Segment settings change the tradeoff between:

  • frequency resolution
  • spectral stability
  • the number of effectively independent observations
  • leakage at segment boundaries

In practice:

  • longer segments preserve finer frequency resolution
  • shorter segments create more averages and can stabilize noisy data
  • overlap helps when segments are short
  • a Hann window usually makes short standard-FFT segments behave better

Start Here

Use these defaults for the standard estimator:

  • Full-trial fit: use when trials are short or already well-bounded segment_length=None, overlap=0.0, window=None
  • Segmented fit: use when trials are long continuous recordings segment_duration=2.0, overlap=0.5, window="hann"

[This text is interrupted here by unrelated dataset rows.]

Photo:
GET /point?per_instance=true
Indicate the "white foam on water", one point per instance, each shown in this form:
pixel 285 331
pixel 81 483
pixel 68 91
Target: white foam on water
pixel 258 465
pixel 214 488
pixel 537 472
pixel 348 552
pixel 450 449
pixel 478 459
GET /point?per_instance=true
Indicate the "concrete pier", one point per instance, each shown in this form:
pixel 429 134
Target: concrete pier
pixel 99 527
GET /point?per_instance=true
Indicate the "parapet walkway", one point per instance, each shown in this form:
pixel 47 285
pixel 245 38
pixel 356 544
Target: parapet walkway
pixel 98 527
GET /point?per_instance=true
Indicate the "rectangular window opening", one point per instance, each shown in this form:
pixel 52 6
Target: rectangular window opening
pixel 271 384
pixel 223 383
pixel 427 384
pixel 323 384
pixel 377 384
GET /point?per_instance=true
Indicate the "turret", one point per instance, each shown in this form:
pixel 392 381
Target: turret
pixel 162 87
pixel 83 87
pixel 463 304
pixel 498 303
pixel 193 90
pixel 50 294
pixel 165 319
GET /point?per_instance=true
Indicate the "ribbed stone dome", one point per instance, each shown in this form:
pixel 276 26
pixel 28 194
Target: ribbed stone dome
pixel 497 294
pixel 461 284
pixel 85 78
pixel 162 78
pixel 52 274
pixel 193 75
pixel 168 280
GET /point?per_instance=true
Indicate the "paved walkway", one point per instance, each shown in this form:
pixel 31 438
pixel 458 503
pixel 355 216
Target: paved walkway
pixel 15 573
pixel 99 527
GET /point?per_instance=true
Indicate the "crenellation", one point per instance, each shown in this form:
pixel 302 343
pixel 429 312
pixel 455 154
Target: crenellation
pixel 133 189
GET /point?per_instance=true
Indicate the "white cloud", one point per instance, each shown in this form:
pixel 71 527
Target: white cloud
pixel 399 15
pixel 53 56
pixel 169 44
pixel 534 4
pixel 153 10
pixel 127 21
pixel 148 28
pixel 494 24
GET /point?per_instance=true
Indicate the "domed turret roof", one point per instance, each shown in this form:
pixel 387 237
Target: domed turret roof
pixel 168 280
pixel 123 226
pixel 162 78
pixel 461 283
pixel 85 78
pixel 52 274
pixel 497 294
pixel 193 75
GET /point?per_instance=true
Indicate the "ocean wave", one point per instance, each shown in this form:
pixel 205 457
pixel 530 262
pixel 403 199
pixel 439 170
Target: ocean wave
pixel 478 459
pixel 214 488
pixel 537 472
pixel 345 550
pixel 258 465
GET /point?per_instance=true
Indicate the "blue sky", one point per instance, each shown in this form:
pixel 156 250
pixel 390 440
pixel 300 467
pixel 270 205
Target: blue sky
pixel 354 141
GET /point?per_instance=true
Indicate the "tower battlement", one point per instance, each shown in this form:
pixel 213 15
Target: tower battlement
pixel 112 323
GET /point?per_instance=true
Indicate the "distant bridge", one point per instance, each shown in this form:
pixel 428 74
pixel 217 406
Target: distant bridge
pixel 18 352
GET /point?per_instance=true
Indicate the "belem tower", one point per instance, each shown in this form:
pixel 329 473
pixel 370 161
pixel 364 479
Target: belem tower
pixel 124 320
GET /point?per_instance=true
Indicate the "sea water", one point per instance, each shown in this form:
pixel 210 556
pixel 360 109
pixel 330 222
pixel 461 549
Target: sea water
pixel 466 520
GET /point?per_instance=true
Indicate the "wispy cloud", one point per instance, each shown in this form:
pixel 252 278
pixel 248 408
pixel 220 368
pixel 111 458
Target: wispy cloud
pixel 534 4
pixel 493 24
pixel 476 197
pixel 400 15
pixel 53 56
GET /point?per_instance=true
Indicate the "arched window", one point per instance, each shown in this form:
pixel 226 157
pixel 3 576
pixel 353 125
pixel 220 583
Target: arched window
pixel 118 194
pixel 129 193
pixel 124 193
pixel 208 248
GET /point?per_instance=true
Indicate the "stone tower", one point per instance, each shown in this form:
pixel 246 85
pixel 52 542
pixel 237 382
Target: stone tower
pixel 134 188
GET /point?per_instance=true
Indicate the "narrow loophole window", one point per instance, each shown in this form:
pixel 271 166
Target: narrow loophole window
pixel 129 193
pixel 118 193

For multi-taper estimation, keep the same rough segment duration and overlap, but let the DPSS tapers provide the weighting:

  • spectral_method="multitaper"
  • window=None

Public Helper

ffTRF includes a small helper for this first guess:

from fftrf import suggest_segment_settings

settings = suggest_segment_settings(
    fs=128,
    tmin=0.0,
    tmax=0.35,
    trial_duration=60.0,
)

print(settings)
# {'segment_length': 256, 'segment_duration': 2.0, 'overlap': 0.5, 'window': 'hann'}

You can pass the returned values straight into train(...):

model.train(
    stimulus=stimulus,
    response=response,
    fs=128,
    tmin=0.0,
    tmax=0.35,
    regularization=np.logspace(-6, 1, 8),
    segment_duration=settings["segment_duration"],
    overlap=settings["overlap"],
    window=settings["window"],
    k=4,
)

If the helper suggests a full-trial estimate, it returns:

  • segment_length=None
  • segment_duration=None
  • overlap=0.0
  • window=None

Interpreting the Suggestion

  • A full-trial suggestion means the trials are short enough that splitting them further is usually not worth it.
  • A segmented Hann suggestion means your lag window is short relative to the trial duration, so short overlapping FFT segments are likely to be a more stable default.

When to Deviate

  • Increase segment duration if you care more about frequency resolution.
  • Decrease segment duration if estimates are noisy and trials are long enough to support more segments.
  • Try a slightly longer lag window before changing segment settings if backward decoding feels too weak.
  • Switch to train_multitaper(...) when short standard segments still feel unstable.

Practical Defaults by Lag Window

  • 0-150 ms: start around 1.0 s segments with window="hann"
  • 0-250 ms: start around 2.0 s segments with window="hann"
  • 0-400 ms: start around 2.0-3.0 s segments with window="hann"

These are starting points, not guarantees. Once you know the rough regime that works for your data, tune the lag window and regularization together with the segment settings instead of changing one knob in isolation.